The visit to Kansas — a state that hasn't voted for a Democrat in a presidential race in 1964 — is Obama's first as president and comes as Republicans mount criticism that he is spending too much time in battleground states.
Obama warns that failing to extend the payroll tax holiday could hurt the economy and in recent days has spoken of an unease that federal policy is skewing in favor of the wealthy — a theme that Roosevelt hammered at in his Osawatomie speech.
In many ways, Roosevelt's speech previewed his 1912 election challenge to William Howard Taft, first in the Republication nomination contest and later as a third-party candidate. Roosevelt, then an ex-president, visited Osawatomie at a time he was becoming increasingly critical of his successor and fellow Republican.

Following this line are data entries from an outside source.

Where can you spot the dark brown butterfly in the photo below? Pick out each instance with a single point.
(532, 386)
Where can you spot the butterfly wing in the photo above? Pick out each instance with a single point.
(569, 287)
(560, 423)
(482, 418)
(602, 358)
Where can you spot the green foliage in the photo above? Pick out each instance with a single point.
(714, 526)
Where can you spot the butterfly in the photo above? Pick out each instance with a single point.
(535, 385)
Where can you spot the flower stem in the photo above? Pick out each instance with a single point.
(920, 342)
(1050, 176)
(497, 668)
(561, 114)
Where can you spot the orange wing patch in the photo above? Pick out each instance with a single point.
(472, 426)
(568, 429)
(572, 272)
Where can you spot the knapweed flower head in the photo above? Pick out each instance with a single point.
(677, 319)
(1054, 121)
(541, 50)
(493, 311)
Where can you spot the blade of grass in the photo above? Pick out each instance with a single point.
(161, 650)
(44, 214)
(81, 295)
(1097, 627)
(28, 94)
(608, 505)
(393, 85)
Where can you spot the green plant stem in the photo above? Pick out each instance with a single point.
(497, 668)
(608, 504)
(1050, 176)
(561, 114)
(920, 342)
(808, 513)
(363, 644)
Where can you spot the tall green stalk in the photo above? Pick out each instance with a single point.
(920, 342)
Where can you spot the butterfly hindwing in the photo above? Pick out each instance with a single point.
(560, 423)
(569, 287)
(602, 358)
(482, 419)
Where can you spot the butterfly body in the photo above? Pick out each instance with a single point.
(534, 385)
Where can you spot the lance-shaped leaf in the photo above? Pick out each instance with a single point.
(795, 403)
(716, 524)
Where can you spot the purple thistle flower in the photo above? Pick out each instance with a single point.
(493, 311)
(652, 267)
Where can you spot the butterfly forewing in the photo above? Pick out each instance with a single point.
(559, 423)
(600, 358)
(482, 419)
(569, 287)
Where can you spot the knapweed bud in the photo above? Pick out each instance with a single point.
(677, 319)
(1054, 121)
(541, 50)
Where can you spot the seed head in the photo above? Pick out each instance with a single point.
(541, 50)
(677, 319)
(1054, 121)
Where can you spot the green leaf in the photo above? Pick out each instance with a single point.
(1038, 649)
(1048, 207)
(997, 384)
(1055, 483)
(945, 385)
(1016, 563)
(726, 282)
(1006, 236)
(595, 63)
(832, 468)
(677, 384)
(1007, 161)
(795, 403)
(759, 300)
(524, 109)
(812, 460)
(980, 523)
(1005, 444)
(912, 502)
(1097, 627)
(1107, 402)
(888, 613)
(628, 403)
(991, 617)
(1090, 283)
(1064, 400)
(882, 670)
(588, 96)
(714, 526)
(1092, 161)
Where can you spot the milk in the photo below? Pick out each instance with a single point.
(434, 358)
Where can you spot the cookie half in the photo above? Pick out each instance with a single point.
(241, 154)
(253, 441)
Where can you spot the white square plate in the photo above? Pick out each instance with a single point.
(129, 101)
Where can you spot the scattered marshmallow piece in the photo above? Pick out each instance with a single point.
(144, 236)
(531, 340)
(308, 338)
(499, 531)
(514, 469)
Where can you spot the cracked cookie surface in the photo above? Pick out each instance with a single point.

Osawatomie leans Republican, but that hasn't dampened excitement about Obama's visit. Residents lined up for hours to grab 500 tickets that were made available to the public. The small town also was aflutter with speculation as dozens of White House officials tried to stealthily — but unsuccessfully — scout out Osawatomie last week to prepare for Obama's visit, said Mayor Philip Dudley.
And while many in the audience are unlikely to vote for Obama, Dudley said that they're eager to hear his pitch for extending the payroll tax holiday.
"I know people here that are living paycheck to paycheck, working two or three jobs and every little bit helps," Dudley said. "We do understand that we do need to get the federal deficit under control — nobody disagrees with that statement — but the payroll tax ultimately started out as our money."
But Rep. Tim Huelskamp, R-Kan., said he was doubtful that the White House's push for an extension of the payroll tax holiday resonates with Kansans, who have weathered the tough economy better than much of the country. The state's unemployment rate sits at 6.7% — well below the 8.6% national unemployment rate.
Huelskamp also contends that his constituents are more concerned about eliminating federal environmental regulations and businesses are looking for long-term certainty on tax rates.
"I think if he took the opportunity to come and listen to people instead of talking at them, the president would get an earful about regulations that are killing our economy," Huelskamp said. "He wouldn't get people saying we need a payroll tax holiday that's going to give us an extra $20 per week."